Context Many patients with chronic angina experience anginal episodes despite revascularization and antianginal medications. In a previous trial, antianginal monotherapy with ranolazine, a drug believed to partially inhibit fatty acid oxidation, increased treadmill exercise performance; however, its long-term efficacy and safety have not been studied in combination with β-blockers or calcium antagonists in a large patient population with severe chronic angina.

Objectives To determine whether, at trough levels, ranolazine improves the total exercise time of patients who have symptoms of chronic angina and who experience angina and ischemia at low workloads despite taking standard doses of atenolol, amlodipine, or diltiazem and to determine times to angina onset and to electrocardiographic evidence of myocardial ischemia, effect on angina attacks and nitroglycerin use, and effect on long-term survival in an open-label observational study extension.

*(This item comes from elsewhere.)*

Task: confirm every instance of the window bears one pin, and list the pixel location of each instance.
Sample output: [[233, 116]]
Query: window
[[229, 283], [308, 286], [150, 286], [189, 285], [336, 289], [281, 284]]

Design, Setting, and Patients A randomized, 3-group parallel, double-blind, placebo-controlled trial of 823 eligible adults with symptomatic chronic angina who were randomly assigned to receive placebo or 1 of 2 doses of ranolazine. Patients treated at the 118 participating ambulatory outpatient settings in several countries were enrolled in the Combination Assessment of Ranolazine In Stable Angina (CARISA) trial from July 1999 to August 2001 and followed up through October 31, 2002.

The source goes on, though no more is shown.